Bug #78091 for DBIx-Class-EncodedColumn: Unicode string causes error

Thu Jun 28 07:18:14 2012 gbjk [...] thermeon.com - Ticket created

CC:	mark [...] repixl.com
Subject:	Unicode string causes error

Hi there, If we use DBIx::Class with enable_utf8 then the strings we use in our RS will be perl internal strings. Bcrypt expects an octet sequence, though, and blows up on trying to encode the perl sequence with "input must contain only octets". I figure the solution is just to utf8::encode what's flagged as utf8. Patch below. Regards Gareth --- perl/lib/site_perl/5.14.1/DBIx/Class/EncodedColumn/Crypt/Eksblowfish/Bcr ypt.pm 2011-04-11 19:51:04.000000000 +0000 +++ lib/DBIx/Class/EncodedColumn/Crypt/Eksblowfish/Bcrypt.pm 2012-06- 28 11:09:51.000000000 +0000 @@ -24,6 +24,11 @@ my $encoder = sub { my ($plain_text, $settings_str) = @_; + if (utf8::is_utf8($plain_text)){ + # Bcrypt expects octets. This dbi is probably going to encode later + # so we'll have to do this now + utf8::encode($plain_text); + } unless ( $settings_str ) { my $salt = join('', map { chr(int(rand(256))) } 1 .. 16); $salt = Crypt::Eksblowfish::Bcrypt::en_base64( $salt );

Fri Jun 29 08:45:08 2012 wreis [...] cpan.org - Correspondence added

On Thu Jun 28 07:18:14 2012, gbjk@thermeoneurope.com wrote: Show quoted text

> Hi there, > [snip] > I figure the solution is just to utf8::encode what's flagged as utf8. > > Patch below. > [snip]

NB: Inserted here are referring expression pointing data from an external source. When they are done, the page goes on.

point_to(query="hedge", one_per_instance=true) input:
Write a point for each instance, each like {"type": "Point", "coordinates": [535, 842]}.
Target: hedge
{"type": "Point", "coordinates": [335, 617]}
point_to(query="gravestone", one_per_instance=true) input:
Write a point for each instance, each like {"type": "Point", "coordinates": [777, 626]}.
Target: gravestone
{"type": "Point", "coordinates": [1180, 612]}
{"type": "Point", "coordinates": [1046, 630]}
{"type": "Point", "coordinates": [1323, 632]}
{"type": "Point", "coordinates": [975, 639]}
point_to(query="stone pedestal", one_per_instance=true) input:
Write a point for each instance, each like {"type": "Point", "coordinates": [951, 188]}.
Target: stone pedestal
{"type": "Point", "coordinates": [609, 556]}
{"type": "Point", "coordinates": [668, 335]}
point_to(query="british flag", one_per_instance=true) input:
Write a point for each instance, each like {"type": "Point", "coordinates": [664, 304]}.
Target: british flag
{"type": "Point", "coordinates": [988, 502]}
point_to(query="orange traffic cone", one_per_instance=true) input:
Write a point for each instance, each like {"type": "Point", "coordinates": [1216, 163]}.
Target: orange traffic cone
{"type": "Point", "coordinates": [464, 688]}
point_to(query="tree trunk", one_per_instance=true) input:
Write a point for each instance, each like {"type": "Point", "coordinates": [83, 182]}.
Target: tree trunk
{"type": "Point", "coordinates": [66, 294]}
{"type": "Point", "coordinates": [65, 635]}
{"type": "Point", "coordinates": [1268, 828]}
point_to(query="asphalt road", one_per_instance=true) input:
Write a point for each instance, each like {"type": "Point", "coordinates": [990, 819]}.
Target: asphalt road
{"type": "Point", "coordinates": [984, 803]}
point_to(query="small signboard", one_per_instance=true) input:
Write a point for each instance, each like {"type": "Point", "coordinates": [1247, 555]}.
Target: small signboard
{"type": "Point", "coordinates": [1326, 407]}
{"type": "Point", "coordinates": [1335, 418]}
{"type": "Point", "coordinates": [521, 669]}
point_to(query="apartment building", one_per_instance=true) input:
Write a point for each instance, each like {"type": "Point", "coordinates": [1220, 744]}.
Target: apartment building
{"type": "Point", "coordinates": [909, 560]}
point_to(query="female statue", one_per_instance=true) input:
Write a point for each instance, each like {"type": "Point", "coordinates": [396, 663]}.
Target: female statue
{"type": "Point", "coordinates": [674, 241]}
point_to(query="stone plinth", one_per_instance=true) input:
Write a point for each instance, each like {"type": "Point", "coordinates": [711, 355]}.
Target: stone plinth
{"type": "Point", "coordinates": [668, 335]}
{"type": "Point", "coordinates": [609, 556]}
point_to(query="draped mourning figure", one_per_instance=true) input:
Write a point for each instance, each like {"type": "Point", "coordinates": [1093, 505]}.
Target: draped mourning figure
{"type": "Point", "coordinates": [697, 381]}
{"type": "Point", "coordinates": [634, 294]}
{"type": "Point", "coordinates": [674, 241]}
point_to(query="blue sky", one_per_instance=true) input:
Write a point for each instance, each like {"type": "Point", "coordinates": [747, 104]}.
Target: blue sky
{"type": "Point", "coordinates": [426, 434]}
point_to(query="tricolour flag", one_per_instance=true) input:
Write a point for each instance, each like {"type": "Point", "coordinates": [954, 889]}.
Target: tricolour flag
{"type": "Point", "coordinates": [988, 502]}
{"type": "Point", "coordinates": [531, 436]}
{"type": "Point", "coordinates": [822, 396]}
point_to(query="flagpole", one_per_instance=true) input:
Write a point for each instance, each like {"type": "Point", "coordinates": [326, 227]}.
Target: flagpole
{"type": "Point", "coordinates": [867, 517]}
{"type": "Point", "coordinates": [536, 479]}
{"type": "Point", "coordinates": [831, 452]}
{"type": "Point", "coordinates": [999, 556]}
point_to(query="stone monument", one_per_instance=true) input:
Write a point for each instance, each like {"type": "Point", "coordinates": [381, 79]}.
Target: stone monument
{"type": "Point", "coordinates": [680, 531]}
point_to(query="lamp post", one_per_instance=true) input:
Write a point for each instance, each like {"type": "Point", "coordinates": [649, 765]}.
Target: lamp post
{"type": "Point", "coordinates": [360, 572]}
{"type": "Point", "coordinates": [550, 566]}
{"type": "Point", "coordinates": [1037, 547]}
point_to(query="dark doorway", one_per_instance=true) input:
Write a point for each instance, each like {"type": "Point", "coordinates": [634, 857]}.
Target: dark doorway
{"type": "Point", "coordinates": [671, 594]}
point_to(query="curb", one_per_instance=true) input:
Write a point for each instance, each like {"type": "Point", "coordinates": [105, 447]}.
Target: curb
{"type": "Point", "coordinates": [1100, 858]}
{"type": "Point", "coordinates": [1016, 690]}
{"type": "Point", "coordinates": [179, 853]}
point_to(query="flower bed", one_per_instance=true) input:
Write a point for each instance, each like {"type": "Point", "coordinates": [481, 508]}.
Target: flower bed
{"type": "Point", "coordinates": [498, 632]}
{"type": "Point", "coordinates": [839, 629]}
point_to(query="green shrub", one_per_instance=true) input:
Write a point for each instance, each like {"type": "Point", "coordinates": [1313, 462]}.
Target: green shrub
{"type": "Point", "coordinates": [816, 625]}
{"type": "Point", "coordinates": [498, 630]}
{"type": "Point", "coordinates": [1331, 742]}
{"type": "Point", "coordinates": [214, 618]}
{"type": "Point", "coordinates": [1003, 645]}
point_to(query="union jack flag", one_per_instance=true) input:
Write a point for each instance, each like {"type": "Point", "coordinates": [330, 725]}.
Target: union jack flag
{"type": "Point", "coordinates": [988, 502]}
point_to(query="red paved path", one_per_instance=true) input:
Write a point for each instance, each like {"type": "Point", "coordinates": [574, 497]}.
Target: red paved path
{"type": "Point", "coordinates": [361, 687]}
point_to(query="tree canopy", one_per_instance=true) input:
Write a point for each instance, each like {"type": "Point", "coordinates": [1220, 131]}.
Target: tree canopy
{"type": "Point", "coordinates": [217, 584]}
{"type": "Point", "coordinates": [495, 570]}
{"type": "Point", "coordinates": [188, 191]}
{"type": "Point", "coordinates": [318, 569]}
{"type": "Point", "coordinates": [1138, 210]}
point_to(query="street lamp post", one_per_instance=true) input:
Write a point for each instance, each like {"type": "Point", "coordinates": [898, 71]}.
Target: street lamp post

Hi, Thanks for the patch. Could you please provide an automated test case? Cheers,

Fri Jun 29 08:45:10 2012 The RT System itself - Status changed from 'new' to 'open'

Fri Jun 29 09:19:05 2012 gbjk [...] thermeon.com - Correspondence added

Show quoted text

> Hi, > > Thanks for the patch. Could you please provide an automated test case? > > Cheers,

I'd just tack it onto the end of t/bcrypt.t: # Test utf8 characters make it through Bcrypt okay. use utf8; # Source code *is* utf8 $row->bcrypt_1("官话"); $row->update; Though you might want to pretty that up because in a failing case, it'll explode on you. Maybe you want to catch explosions from Bcrypt better anyway, though...? HTH. Sorry I can't do more.

Mon Apr 29 10:46:04 2013 wreis [...] cpan.org - Correspondence added

Fixed at 0.00012. https://metacpan.org/release/WREIS/DBIx-Class-EncodedColumn-0.00012

Mon Apr 29 10:46:05 2013 wreis [...] cpan.org - Status changed from 'open' to 'resolved'

Thu Jun 06 17:44:37 2019 ether [...] cpan.org - Correspondence added

On 2012-06-28 04:18:14, GBJK wrote: Show quoted text

> I figure the solution is just to utf8::encode what's flagged as utf8.

Not quite. "utf8::is_utf8" doesn't do what you think it does. It does *not* tell you whether the characters are ascii or non-ascii, but merely report on the *internal only* utf8 flag which indicates whether characters have been encoded into bytes or not (that is, a "wide" character might be represented as a single integer of value higher than 0xFF, in which case the utf8 flag will be off, or it could be represented as multiple integers all under 0xFF, in which case is_utf8 will return true). It CANNOT be used to determine whether a string should be run through utf8::encode or not -- to do that will result in mojibaked characters. All you can do is clearly document whether the strings you receive will be run through utf8::encode and ::decode, or not -- that is, whether you expect *characters*, or *bytes*. Generally encoding/decoding is only done on the edges of an application, at the very boundary between physical representation and logical. It is reasonable to do the encoding right before passing to crypt() or encode_base64() (etc), because that's the interface that requires bytes.

Tue Jul 09 13:20:45 2019 ether [...] cpan.org - Correspondence added

https://metacpan.org/release/ETHER/DBIx-Class-PassphraseColumn-0.04-TRIAL contains a proper solution to this problem.